I frowned. “Did you bless me? When I was born?”
Her expression cooled and she lifted her chin a little. “I did, yes.”
I dreaded the answer. “Well?” I asked then, “What was it?”
“I blessed you with forgiveness,” She said simply.
“Forgiveness?” I murmured. “What does it enable me to do?”
“It enables you to do what I can’t.” She said quietly, “I have the inability to forgive others, and it’s caused many terrible rifts, one of which I am still suffering the repercussions of, and so I blessed you with that so you might do better. Forgiveness frees you from the anger and hatred that binds me in chains.”
I frowned at that. “And the curse?”
“The curse is that you are easily slighted.”
My face twitched.
Yes, I was.
But I suppose my ability to forgive helped ease that curse.
Though I wasn’t in a very forgiving mood right now.
“Thank you,” I said after a moment, “I think...maybe your blessing is the only reason why I’ve ever been able to overcome this...rage in my heart, sometimes.”

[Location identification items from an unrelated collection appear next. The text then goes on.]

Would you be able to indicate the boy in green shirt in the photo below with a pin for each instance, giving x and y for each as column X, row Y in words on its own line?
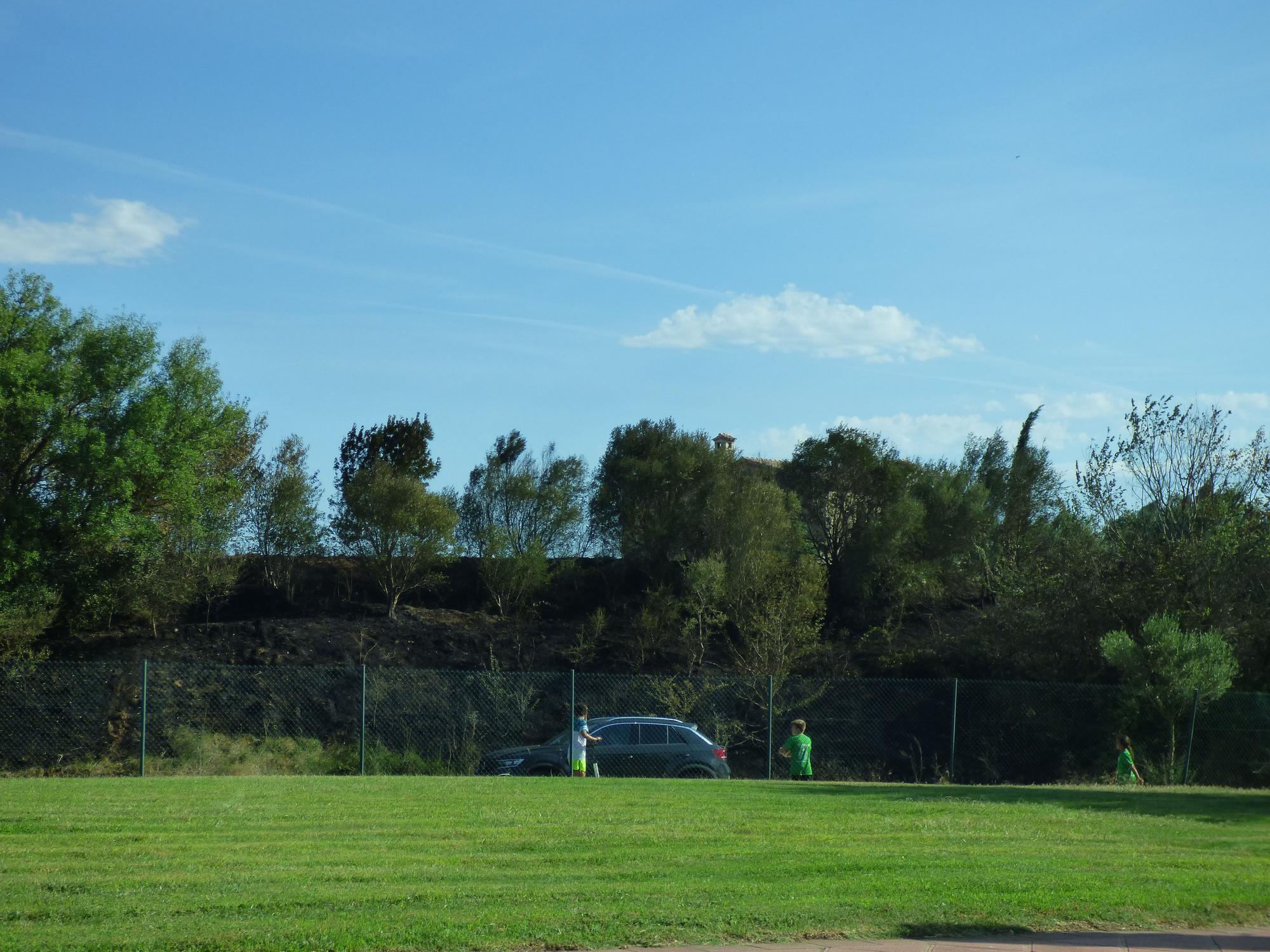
column 1126, row 770
column 798, row 751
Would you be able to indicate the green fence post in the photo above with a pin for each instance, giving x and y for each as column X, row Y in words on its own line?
column 1191, row 742
column 361, row 757
column 769, row 727
column 145, row 704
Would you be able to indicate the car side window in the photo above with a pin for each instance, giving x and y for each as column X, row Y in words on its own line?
column 615, row 734
column 653, row 734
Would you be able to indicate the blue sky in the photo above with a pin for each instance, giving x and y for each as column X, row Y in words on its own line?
column 754, row 218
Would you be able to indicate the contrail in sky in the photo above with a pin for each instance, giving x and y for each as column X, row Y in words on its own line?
column 126, row 162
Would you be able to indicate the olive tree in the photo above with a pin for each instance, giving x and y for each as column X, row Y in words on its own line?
column 1169, row 670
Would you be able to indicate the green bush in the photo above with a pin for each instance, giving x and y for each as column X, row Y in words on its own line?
column 242, row 756
column 380, row 760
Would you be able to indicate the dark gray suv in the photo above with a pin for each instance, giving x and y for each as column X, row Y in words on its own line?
column 629, row 747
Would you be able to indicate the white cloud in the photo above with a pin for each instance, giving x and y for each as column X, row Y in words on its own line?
column 1076, row 407
column 925, row 436
column 119, row 233
column 803, row 322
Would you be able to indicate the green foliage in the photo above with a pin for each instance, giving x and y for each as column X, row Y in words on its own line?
column 399, row 530
column 859, row 515
column 25, row 615
column 284, row 517
column 1166, row 664
column 1168, row 670
column 652, row 488
column 123, row 472
column 401, row 863
column 516, row 512
column 515, row 502
column 401, row 442
column 514, row 579
column 206, row 753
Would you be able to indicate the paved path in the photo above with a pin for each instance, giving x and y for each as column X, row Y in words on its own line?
column 1240, row 940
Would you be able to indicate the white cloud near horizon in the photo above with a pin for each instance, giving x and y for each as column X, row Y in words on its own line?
column 805, row 322
column 1069, row 425
column 1076, row 407
column 119, row 233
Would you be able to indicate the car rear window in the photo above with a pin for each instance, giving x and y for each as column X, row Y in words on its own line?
column 653, row 734
column 615, row 733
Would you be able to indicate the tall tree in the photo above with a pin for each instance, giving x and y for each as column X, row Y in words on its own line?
column 525, row 502
column 285, row 521
column 401, row 442
column 384, row 512
column 401, row 531
column 1169, row 670
column 116, row 465
column 516, row 512
column 652, row 487
column 859, row 513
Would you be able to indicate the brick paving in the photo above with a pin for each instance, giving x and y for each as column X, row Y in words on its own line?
column 1239, row 940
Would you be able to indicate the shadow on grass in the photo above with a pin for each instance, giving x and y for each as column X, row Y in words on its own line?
column 972, row 930
column 1192, row 805
column 1164, row 940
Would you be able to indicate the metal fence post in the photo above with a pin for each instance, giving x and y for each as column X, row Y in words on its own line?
column 1191, row 741
column 769, row 727
column 145, row 705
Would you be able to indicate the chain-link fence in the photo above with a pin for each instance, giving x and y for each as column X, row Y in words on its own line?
column 83, row 719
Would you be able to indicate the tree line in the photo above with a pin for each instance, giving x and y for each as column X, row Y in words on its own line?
column 133, row 487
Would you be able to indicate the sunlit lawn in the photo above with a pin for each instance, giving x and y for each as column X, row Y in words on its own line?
column 402, row 863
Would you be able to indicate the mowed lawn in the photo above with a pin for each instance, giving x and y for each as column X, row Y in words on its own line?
column 403, row 863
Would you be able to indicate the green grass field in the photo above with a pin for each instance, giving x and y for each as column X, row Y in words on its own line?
column 398, row 863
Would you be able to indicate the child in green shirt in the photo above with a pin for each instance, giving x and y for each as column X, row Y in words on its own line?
column 1126, row 771
column 798, row 752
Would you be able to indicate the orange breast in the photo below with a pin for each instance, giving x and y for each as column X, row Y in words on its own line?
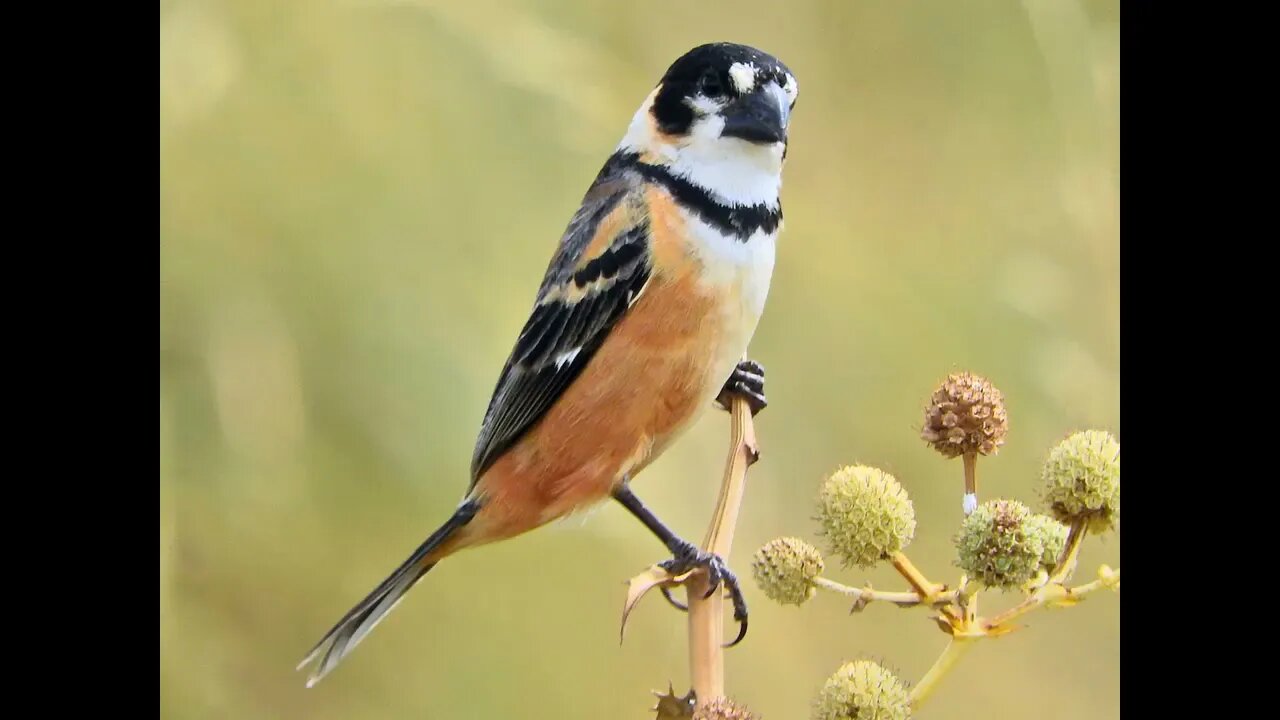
column 640, row 390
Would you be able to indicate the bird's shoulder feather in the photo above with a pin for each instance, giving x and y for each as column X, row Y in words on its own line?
column 599, row 269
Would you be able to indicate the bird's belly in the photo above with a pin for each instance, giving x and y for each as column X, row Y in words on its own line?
column 662, row 367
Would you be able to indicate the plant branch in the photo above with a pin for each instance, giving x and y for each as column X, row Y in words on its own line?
column 868, row 595
column 705, row 614
column 955, row 648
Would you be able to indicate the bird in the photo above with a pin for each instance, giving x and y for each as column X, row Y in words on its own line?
column 640, row 324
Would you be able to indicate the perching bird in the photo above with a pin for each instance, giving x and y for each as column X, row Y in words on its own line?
column 640, row 323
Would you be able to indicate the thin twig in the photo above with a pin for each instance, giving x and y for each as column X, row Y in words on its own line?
column 941, row 666
column 705, row 614
column 868, row 595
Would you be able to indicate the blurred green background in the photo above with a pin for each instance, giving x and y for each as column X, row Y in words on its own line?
column 357, row 201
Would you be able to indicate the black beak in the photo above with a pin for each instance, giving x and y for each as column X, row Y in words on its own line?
column 758, row 117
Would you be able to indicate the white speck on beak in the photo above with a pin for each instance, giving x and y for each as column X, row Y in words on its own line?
column 791, row 89
column 743, row 76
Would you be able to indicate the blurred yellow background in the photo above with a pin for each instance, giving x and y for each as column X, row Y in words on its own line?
column 357, row 200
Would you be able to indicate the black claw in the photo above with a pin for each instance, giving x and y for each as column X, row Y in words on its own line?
column 688, row 557
column 748, row 382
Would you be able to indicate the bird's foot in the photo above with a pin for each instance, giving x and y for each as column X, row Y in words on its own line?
column 688, row 557
column 748, row 382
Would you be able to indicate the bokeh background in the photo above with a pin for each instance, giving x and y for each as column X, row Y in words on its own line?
column 357, row 200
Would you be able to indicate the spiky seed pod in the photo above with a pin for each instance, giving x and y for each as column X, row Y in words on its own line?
column 1055, row 538
column 785, row 569
column 865, row 515
column 672, row 706
column 965, row 414
column 1001, row 545
column 1082, row 479
column 860, row 691
column 723, row 709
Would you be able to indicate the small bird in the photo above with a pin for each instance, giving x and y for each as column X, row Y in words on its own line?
column 639, row 326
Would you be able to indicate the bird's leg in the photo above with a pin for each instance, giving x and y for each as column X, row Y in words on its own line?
column 688, row 556
column 746, row 381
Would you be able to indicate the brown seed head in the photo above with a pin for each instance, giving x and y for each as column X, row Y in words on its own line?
column 965, row 414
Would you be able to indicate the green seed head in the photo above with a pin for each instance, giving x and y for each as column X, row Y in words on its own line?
column 1055, row 538
column 1082, row 479
column 863, row 691
column 785, row 569
column 1001, row 545
column 865, row 515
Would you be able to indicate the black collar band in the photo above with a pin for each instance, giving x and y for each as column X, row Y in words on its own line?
column 740, row 222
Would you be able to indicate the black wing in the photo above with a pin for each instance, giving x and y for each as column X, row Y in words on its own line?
column 577, row 305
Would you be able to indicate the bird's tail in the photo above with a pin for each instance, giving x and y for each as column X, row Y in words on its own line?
column 361, row 619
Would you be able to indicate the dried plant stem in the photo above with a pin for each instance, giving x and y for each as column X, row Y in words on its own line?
column 867, row 595
column 1072, row 552
column 970, row 473
column 969, row 604
column 941, row 666
column 705, row 614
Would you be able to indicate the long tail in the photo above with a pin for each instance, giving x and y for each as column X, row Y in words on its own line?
column 361, row 619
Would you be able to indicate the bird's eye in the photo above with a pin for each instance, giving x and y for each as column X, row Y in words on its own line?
column 711, row 83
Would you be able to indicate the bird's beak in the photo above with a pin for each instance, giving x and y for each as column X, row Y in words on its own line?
column 759, row 117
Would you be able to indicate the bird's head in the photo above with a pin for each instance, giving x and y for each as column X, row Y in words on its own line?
column 720, row 118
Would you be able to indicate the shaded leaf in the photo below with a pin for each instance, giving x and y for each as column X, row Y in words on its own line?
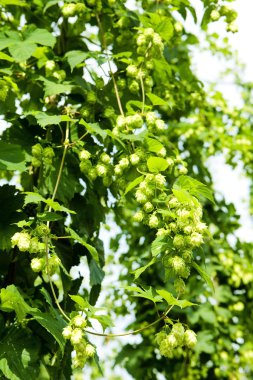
column 41, row 37
column 172, row 301
column 148, row 294
column 194, row 187
column 54, row 325
column 139, row 271
column 156, row 100
column 96, row 273
column 204, row 275
column 11, row 300
column 157, row 164
column 133, row 184
column 19, row 354
column 12, row 157
column 75, row 57
column 94, row 128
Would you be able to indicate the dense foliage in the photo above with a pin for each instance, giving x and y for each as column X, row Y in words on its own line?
column 108, row 128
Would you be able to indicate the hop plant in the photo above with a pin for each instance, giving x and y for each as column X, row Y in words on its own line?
column 22, row 240
column 90, row 350
column 190, row 338
column 76, row 336
column 134, row 159
column 37, row 264
column 79, row 321
column 84, row 155
column 138, row 216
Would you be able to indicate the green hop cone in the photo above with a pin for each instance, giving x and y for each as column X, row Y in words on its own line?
column 190, row 338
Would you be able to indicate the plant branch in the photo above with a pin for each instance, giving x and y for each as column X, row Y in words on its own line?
column 134, row 331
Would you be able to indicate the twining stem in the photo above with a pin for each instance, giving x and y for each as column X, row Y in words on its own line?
column 134, row 331
column 51, row 283
column 143, row 94
column 104, row 46
column 66, row 145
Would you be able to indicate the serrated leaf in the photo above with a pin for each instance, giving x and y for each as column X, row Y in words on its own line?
column 32, row 197
column 156, row 100
column 54, row 325
column 148, row 294
column 154, row 145
column 81, row 240
column 139, row 271
column 133, row 184
column 104, row 320
column 20, row 3
column 94, row 128
column 194, row 187
column 6, row 57
column 11, row 300
column 19, row 352
column 12, row 157
column 75, row 57
column 22, row 50
column 204, row 275
column 172, row 301
column 165, row 29
column 41, row 37
column 157, row 164
column 53, row 88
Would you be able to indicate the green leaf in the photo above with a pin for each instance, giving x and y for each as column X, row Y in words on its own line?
column 184, row 197
column 43, row 119
column 11, row 300
column 50, row 4
column 172, row 301
column 165, row 28
column 204, row 275
column 157, row 164
column 80, row 240
column 49, row 216
column 54, row 325
column 104, row 320
column 75, row 57
column 80, row 301
column 12, row 157
column 53, row 88
column 19, row 354
column 6, row 57
column 20, row 3
column 205, row 342
column 156, row 100
column 139, row 271
column 138, row 137
column 22, row 50
column 94, row 128
column 154, row 145
column 42, row 37
column 96, row 273
column 160, row 244
column 194, row 187
column 10, row 201
column 148, row 294
column 133, row 184
column 36, row 198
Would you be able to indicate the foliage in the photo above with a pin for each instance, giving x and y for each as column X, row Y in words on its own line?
column 106, row 120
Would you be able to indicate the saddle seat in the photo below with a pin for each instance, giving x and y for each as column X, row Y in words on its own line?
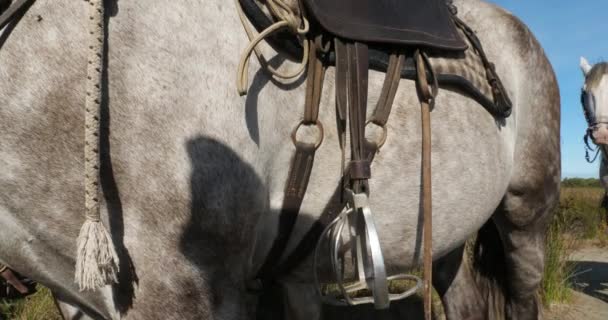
column 426, row 23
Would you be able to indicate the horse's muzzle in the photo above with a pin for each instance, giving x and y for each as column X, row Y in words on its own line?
column 600, row 135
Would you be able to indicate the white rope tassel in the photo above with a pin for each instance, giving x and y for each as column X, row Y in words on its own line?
column 96, row 261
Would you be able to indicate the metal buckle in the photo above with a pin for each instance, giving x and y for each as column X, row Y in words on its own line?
column 366, row 255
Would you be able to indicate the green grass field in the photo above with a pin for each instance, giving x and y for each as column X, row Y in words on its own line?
column 578, row 220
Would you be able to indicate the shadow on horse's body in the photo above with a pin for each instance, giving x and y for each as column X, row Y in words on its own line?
column 200, row 194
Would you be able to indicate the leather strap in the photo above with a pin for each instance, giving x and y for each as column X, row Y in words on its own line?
column 426, row 95
column 358, row 62
column 380, row 115
column 389, row 89
column 301, row 166
column 12, row 11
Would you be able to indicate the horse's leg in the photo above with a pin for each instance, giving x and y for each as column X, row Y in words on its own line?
column 522, row 223
column 453, row 279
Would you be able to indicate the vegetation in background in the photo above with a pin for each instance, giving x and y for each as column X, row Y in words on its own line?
column 555, row 287
column 581, row 183
column 578, row 219
column 38, row 306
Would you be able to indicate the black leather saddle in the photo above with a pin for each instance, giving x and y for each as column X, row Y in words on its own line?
column 426, row 23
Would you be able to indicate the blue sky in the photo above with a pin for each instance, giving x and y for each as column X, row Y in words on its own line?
column 567, row 30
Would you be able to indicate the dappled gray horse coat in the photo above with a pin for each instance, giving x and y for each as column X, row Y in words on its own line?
column 193, row 175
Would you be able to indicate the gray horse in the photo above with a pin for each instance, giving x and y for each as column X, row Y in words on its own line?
column 193, row 175
column 595, row 107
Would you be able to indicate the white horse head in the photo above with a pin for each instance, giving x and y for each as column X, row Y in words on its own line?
column 594, row 98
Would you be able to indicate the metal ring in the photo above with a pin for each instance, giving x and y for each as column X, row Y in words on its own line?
column 319, row 126
column 384, row 133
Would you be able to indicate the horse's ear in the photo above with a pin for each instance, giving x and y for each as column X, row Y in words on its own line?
column 585, row 66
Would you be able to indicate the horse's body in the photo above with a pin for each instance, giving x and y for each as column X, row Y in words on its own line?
column 193, row 175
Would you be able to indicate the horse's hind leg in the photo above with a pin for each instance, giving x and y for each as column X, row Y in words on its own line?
column 453, row 279
column 522, row 222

“Yes, the rage.” she sighed quietly, tilting her head back. “I am familiar with that dark emotion. But I am very, very pleased to see how you battle it so valiantly. It gives me hope for myself, I think. One month, Elliot. Be mindful of that. The enchantment will begin at midnight’s last stroke, which is about the time I imagine you will arrive at the palace…” She frowned, her eyes narrowing. “Do be careful though, young one. Regardless of what everyone thinks, nothing can ever fully be hidden by magic.”